Shibuya Excel Hotel Tokyu
1-12-2 Dogenzaka
Shibuya-ku, Tokyo 150-0043
Tel: +81-3-5457-0109/Fax: +81-3-5457-0309[bilingual reservation desk]
www.tokyu.co.jp/inn [Japanese]
Prices: rooms start at ¥15,000

Visiting Tokyo? Hope you're not staying at some stuffy hotel in Otemachi, or paying too much in Ginza. Those places are so 10-years-ago. The place to stay now is the new Excel Hotel Tokyu, right in the heart of Bit Valley and a 60-second walk to Shibuya station. With 400-plus rooms, it's made with the digerati in mind: "We have 120 rooms on our business traveler floors that provide 10-Mbps Web connections," says assistant general manager Hisaya Tsubaki. If you lose your laptop, the hotel will lend you an NEC notebook for a nominal ¥ 1,000 per night.

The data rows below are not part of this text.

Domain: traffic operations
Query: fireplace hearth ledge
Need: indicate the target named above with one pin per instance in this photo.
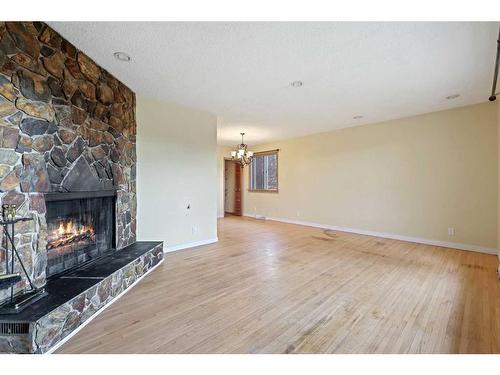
(76, 298)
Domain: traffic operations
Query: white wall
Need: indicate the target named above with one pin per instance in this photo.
(176, 167)
(414, 177)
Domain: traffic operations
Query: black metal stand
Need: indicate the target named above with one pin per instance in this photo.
(23, 299)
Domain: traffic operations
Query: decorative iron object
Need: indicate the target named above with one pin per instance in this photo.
(11, 277)
(241, 154)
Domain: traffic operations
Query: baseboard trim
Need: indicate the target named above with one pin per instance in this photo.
(98, 312)
(188, 245)
(425, 241)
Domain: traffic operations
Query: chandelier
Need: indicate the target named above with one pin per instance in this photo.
(242, 155)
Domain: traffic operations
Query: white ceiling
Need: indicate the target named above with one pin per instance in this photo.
(242, 71)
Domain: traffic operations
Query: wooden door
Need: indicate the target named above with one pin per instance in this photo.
(237, 189)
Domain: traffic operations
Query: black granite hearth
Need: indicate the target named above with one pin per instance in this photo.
(75, 296)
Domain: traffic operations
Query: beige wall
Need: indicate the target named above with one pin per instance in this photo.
(222, 152)
(176, 152)
(498, 186)
(413, 177)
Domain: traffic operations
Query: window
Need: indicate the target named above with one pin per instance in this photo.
(264, 172)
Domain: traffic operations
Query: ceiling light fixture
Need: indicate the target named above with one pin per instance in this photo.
(122, 56)
(242, 155)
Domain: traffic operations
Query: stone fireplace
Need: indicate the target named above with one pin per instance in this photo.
(66, 125)
(68, 162)
(80, 228)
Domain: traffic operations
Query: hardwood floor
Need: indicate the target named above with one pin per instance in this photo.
(269, 287)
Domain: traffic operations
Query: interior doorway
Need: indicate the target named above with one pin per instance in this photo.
(232, 188)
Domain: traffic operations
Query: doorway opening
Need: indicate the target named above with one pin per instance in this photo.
(233, 199)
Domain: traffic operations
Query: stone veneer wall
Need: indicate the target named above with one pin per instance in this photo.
(49, 330)
(65, 125)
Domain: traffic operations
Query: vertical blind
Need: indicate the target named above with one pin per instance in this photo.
(264, 172)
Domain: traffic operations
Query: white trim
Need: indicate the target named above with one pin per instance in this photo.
(188, 245)
(81, 326)
(451, 245)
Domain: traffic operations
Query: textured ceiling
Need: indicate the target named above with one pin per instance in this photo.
(242, 71)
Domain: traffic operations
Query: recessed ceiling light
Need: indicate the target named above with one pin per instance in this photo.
(122, 56)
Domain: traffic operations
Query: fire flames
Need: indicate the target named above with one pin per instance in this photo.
(68, 232)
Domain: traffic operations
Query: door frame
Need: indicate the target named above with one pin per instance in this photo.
(236, 165)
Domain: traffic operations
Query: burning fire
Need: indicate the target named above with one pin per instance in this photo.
(69, 232)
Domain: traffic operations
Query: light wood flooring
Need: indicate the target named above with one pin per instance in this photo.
(269, 287)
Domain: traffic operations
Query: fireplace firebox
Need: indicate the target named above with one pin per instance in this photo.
(80, 228)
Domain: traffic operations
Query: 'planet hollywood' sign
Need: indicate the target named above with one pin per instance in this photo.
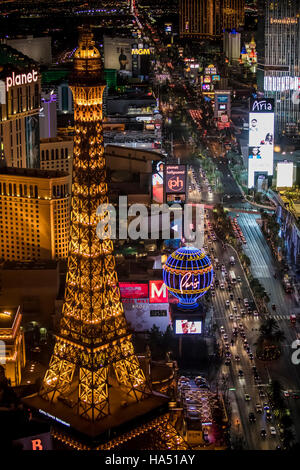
(21, 79)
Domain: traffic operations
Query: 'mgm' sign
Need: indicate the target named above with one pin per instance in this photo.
(140, 51)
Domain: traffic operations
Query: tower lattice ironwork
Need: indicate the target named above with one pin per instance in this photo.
(94, 350)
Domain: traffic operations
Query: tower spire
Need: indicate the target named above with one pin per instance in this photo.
(93, 350)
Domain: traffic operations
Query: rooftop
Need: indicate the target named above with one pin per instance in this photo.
(7, 316)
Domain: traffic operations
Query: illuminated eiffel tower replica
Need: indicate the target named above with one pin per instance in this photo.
(93, 354)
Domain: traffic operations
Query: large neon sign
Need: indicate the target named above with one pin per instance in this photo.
(21, 79)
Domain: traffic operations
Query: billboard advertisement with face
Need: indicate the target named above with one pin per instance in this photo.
(187, 327)
(175, 179)
(261, 138)
(158, 182)
(130, 290)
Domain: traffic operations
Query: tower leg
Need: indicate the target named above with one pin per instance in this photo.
(93, 400)
(58, 377)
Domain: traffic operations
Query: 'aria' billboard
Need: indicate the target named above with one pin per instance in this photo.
(261, 138)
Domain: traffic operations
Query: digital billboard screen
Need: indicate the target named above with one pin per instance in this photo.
(261, 138)
(158, 182)
(130, 290)
(188, 327)
(175, 179)
(285, 175)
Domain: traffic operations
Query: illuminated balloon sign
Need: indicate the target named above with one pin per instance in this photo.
(188, 274)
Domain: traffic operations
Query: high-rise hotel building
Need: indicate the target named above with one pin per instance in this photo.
(34, 214)
(20, 89)
(206, 19)
(278, 52)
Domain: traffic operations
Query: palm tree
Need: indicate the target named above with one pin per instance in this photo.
(268, 343)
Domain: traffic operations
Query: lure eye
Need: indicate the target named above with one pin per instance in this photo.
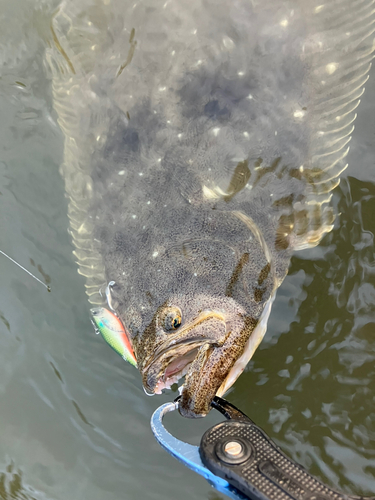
(172, 319)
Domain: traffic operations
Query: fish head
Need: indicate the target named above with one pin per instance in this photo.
(192, 336)
(206, 329)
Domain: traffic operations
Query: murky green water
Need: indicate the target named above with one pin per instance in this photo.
(74, 421)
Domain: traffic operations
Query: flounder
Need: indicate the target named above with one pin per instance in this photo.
(203, 140)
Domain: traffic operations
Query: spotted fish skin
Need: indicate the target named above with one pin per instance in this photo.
(203, 140)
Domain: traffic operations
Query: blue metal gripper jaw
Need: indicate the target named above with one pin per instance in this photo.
(186, 453)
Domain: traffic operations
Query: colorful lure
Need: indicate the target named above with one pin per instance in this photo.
(113, 332)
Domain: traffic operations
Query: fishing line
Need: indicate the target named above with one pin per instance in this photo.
(28, 272)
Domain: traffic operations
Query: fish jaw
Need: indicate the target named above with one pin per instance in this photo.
(211, 367)
(176, 353)
(205, 351)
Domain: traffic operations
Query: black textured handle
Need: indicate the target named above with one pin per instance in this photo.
(240, 452)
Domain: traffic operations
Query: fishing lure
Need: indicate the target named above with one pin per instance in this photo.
(113, 332)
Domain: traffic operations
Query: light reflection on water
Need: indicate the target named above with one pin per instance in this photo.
(74, 421)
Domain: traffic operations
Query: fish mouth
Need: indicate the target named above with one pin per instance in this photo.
(175, 357)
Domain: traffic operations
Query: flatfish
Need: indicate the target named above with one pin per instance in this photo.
(203, 139)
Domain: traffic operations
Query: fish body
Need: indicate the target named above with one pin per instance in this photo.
(203, 140)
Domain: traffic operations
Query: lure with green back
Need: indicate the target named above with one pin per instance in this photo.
(113, 332)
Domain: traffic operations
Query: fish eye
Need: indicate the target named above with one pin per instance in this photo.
(172, 319)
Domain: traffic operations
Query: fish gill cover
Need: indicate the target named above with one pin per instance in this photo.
(203, 140)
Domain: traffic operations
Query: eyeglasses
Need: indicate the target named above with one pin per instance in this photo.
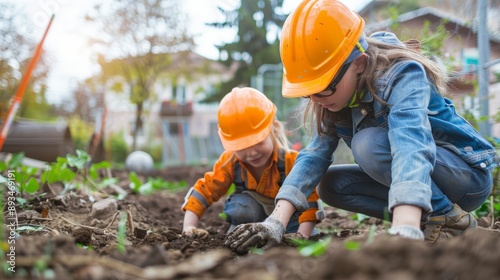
(333, 84)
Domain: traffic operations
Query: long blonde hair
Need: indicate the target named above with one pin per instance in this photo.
(379, 58)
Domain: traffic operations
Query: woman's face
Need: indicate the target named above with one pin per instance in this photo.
(259, 155)
(345, 88)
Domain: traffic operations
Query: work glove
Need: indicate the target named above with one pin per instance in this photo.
(263, 235)
(196, 233)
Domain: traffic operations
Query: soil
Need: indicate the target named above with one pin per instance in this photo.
(69, 237)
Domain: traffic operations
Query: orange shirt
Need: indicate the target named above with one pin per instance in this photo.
(216, 183)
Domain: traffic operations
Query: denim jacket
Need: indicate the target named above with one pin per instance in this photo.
(417, 119)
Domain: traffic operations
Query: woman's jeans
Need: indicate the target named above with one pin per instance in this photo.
(364, 187)
(242, 208)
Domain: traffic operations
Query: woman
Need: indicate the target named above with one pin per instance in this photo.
(418, 162)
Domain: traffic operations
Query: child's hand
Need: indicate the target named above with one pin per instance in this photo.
(261, 235)
(196, 233)
(295, 235)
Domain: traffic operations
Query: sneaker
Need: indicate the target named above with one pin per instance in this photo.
(447, 226)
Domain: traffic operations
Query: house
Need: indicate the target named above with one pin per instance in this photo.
(460, 51)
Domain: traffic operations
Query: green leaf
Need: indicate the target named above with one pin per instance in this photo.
(106, 182)
(16, 160)
(21, 201)
(3, 166)
(30, 228)
(32, 186)
(3, 180)
(352, 245)
(58, 173)
(146, 189)
(315, 249)
(135, 182)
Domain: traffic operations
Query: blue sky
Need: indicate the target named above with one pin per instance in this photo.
(66, 42)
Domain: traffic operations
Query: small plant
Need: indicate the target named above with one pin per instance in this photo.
(310, 248)
(77, 171)
(121, 236)
(153, 184)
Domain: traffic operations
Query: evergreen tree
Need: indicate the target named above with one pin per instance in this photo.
(257, 41)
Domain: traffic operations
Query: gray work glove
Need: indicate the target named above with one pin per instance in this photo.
(260, 235)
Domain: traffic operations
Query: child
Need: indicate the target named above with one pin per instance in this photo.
(256, 159)
(416, 158)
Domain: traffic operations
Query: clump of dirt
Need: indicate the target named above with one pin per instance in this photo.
(77, 236)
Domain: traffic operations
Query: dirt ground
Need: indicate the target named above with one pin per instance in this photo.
(69, 237)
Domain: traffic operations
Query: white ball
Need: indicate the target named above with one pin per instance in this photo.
(139, 162)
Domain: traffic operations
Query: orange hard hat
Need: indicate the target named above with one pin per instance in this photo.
(245, 118)
(317, 38)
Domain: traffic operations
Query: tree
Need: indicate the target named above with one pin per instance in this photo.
(258, 23)
(16, 51)
(135, 39)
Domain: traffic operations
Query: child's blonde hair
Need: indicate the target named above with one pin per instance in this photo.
(379, 58)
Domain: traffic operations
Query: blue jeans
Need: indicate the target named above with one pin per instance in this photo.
(242, 208)
(364, 187)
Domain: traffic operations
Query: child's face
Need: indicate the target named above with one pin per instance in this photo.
(258, 155)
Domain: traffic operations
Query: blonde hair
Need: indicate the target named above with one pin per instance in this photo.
(379, 58)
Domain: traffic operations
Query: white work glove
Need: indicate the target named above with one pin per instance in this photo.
(263, 235)
(407, 232)
(195, 233)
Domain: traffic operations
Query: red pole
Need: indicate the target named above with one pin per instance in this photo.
(22, 88)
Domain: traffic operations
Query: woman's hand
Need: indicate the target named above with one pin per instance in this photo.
(263, 235)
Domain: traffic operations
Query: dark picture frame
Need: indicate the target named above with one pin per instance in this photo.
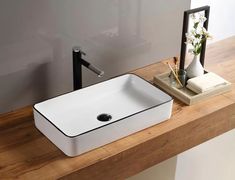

The hotel has a bilingual reception desk and welcomes foreign visitors. "We have a bus that comes in direct from Narita," says Tsubaki, "and we'd like to see 10 percent of our guests coming from overseas." The hotel also provides a nonsmoking floor (not just rooms) and several floors exclusively for female travelers (with restricted key card access).

The atmosphere is laid back yet sophisticated. "Shibuya is a casual place," notes Tsubaki, "and we want our hotel to reflect that." The adult sensibility serves as a nice antidote to the goofier, teenage side of Shibuya, which is, sadly for Bit Valley starups, point zero for the kogyaru scene (white lipsticks, platform boots -- - you've seen the pictures).

The Mark City complex provides a dizzying selection of upscale yet casual restaurants, sushi bars, cafes, et cetera. Try the popular-for-a reason sushi resutanrant Midori, if the line isn't bad. Le Café Bleu will make visiting Parisians feel at home. Le Connaisseur cigar shop has more than 100 varieties of ha maki, as they're called here (and smoking isn't frowned upon at all in Japan). Cooking entertainment can be found at Mano Magio's, where chefs entertain your eyes and ears before satisfying your hunger.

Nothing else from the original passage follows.